Frequently Asked Questions

May 29, 2026 · View on GitHub

If you have a question that isn't here, open an issue or check the top-level README.md and library.md.


Why does the first ls.render(...) call appear to hang?

The first text-prompt render silently downloads the MiniLM embedding model (~90 MB) and the embedding-map dataset (~100 MB) from Hugging Face. On a fresh machine this takes 30–60 seconds and looks indistinguishable from a frozen kernel.

Two fixes, both supported:

# Python API: makes the download explicit with a visible progress bar
import latentscore as ls
ls.prefetch("fast")
ls.render("warm sunset over water").play()
# CLI equivalent
latentscore download fast

Subsequent calls hit the local cache and complete in <1 s. The fast_heavy model has the same shape but downloads ~1.8 GB of LAION-CLAP weights instead of the 90 MB MiniLM - expect several minutes on first use.


What's the difference between fast and fast_heavy?

Both are retrieval-based (no LLM, no hallucinations, no API keys). They differ in what gets embedded:

fast (default)fast_heavy
EmbedderMiniLM-L6-v2 (text encoder)LAION-CLAP audio encoder
What gets matchedYour text vs. the library's text descriptions of each configYour text vs. CLAP audio embeddings of each config's actual sound
Download~90 MB~1.8 GB
Latency~2 s warm~2 s warm
Installcorepip install "latentscore[heavy]"

Intuition: fast matches your text to what the library says about each config. fast_heavy matches your text to what each config actually sounds like. For prompts where audio properties matter more than vocabulary (e.g. "a sound that feels like rain"), fast_heavy often does better.


I ran pip install latentscore and it succeeded, but import latentscore fails. What happened?

This usually means the local Python environment can import the package, but the host machine's audio/runtime stack is missing something needed for playback or WAV I/O. Local installs depend on OS-level audio libraries, so behavior can vary by machine.

Quick diagnostic:

latentscore doctor --strict --offline

The audio_write and render_core checks will fail with a clear hint pointing at libsndfile / portaudio if that's the issue.

If doctor reports an audio-library issue, install the missing OS package it suggests. For the most reproducible path, use Docker or Colab instead — both bundle all dependencies.


Can I run this on Windows?

The Docker demo (demo/) works on Windows via Docker Desktop. The web UI runs in a Linux container, which sidesteps Windows wheel availability entirely.

On Windows, use Docker Desktop with the WSL2 backend for both the demo and SDK exploration via the bundled JupyterLab playground. Native Windows pip is unsupported, and WSL2 pip is not part of the supported SDK path.


⚠️ Why is the Docker build slow on my Mac?

On Apple Silicon (M-series) Macs, the demo defaults to the linux/amd64 image for reproducibility, which runs under QEMU emulation and is slow. For a native, much faster build, set the platform:

LATENTSCORE_DOCKER_PLATFORM=linux/arm64 docker compose -f demo/docker-compose.yml up --build

Do I need a GPU?

No GPU is required. The default fast path and Docker demo are CPU-only. The headline fast model is nearest-neighbor lookup over a precomputed 384-dim embedding matrix — effectively a dot product. Audio synthesis is pure NumPy.

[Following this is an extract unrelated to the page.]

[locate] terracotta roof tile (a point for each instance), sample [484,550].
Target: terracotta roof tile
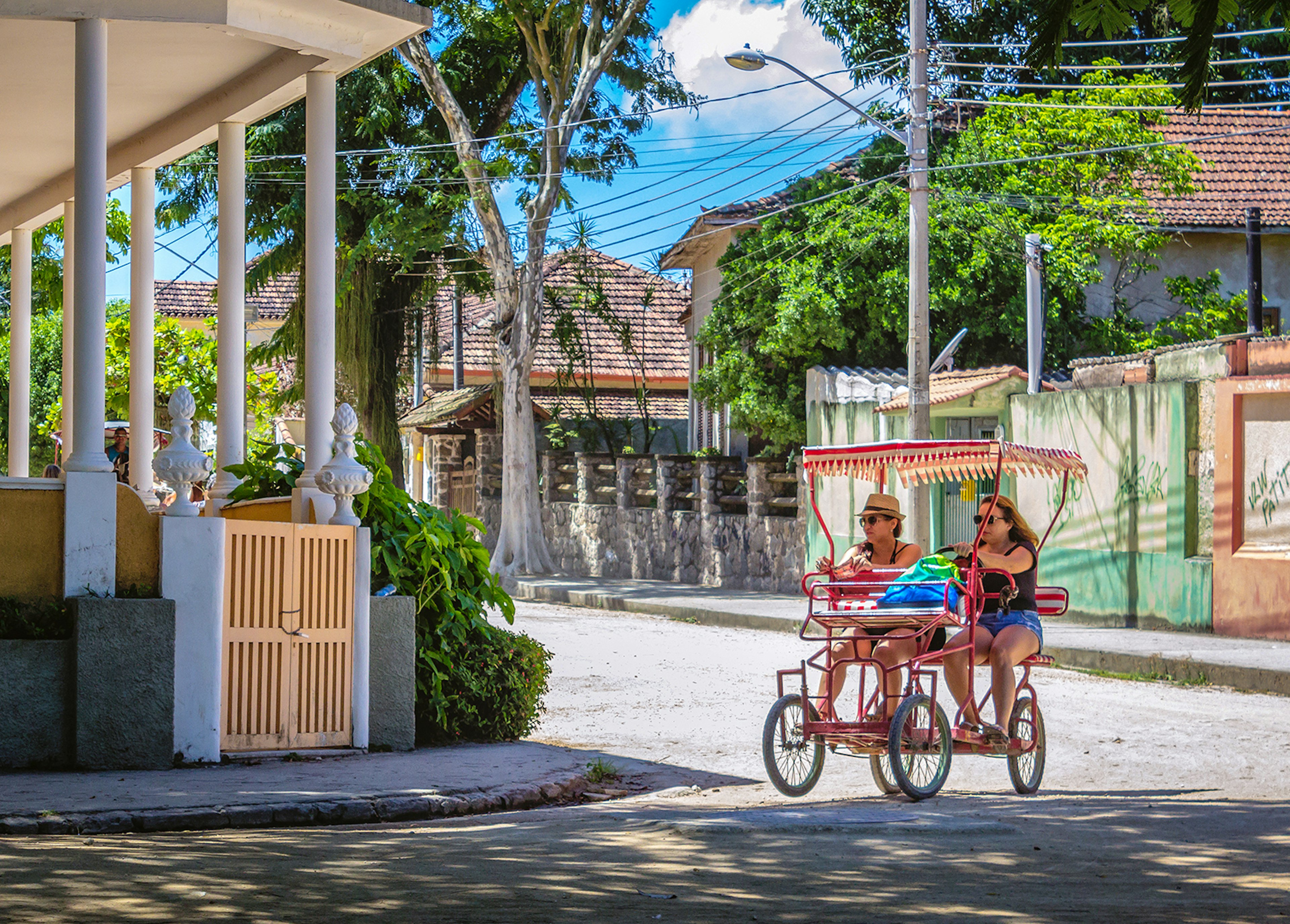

[expressive] (local LLM inference) may use CUDA if the host has it, but it's optional and not the default path. It runs through the transformers backend on every platform (including macOS — MLX integration is declared in pyproject markers but not actually wired into the runtime yet). A single render on macOS / CPU takes ~30–100 seconds, so expressive mode is slow even on a fast laptop — stick with fast or fast_heavy unless you specifically need LLM-generated configs.


How do I get a longer or more genre-specific output?

import latentscore as ls

# Longer: pass duration in seconds
ls.render("warm jazz cafe", duration=60).save("jazz_cafe.wav")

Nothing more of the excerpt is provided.